Common mistakes to avoid

  • Stripping the close-state class cleanup on dropdown/modal — without the setTimeout that removes .is-closing, the next open jumps from the closing scale instead of the resting pre-open scale.
  • Forgetting the reflow in the text swap, number pop-in, success check replay, and error state shake — void el.offsetWidth (or offsetHeight) between class/attribute removal and re-addition is what guarantees the animation replays.
  • Animating a single container instead of the inner pieces — for the badge, animate the dot, not the trigger; for page slide, animate the page sections, not the container.

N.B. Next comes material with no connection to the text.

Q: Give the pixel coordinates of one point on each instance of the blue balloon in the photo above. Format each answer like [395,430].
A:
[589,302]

  • Replacing transition: … with transition: all — every snippet enumerates exact properties on purpose so unrelated style changes don't ride in for free.
  • Hardcoding the success check's stroke-dasharray — the snippet ships 20 as a placeholder. Replace it with path.getTotalLength() rounded up by 1 for your path, otherwise the stroke pre-reveals or over-draws.

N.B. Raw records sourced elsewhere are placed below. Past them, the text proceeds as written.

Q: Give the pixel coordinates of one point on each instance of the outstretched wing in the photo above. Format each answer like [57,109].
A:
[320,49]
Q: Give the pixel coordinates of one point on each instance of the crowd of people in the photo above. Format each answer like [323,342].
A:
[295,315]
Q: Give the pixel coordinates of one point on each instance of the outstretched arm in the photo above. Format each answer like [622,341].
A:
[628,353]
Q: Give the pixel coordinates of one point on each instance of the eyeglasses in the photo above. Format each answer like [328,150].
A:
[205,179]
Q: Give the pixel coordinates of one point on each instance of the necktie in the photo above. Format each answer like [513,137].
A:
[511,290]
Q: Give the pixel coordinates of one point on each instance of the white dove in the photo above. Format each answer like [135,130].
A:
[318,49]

  • Setting transition-timing-function in CSS for the avatar group hover — it has to be set inline in JS before the --shift / --scale-active writes so the bouncy ease-out only applies on mouseleave.
  • Mixing .is-error and .is-shaking into one class for the error state shake — keeping them orthogonal is what allows the shake to replay (remove → reflow → re-add) without flickering the whole error treatment.
  • Leaving the input clear glow on mix-blend-mode: multiply in dark mode — flip to screen, bump --glow-opacity to ~0.85, and paint white gradients in JS.
  • Forgetting to write the tabs pill's first position without a transition — on first paint and resize, set transform + width with transition: none (then reflow + restore) or the pill animates in from translateX(0) / width: 0.
  • Tracking the pointer on the tilting element itself for card hover tilt — bind pointermove to the flat outer .t-tilt wrapper, not .t-tilt-card, or the rotating edges slip under the cursor and the hover flickers.
  • Padding on the accordion grid track — put padding on .t-acc-panel-inner, never on .t-acc-panel; padding on the 0fr track leaves a residual height strip so the panel never fully closes.
  • Morphing the accordion chevron's d path — CSS d: path interpolation is Chromium-only, so it never animates on mobile Safari / Firefox. Flip the chevron vertically (transform: scaleY(-1)) instead — it passes through a flat line at the midpoint just like the path morph and works everywhere. Keep the path symmetric about its viewBox centre and add vector-effect: non-scaling-stroke so the stroke stays constant through the flip. This is what the snippet ships.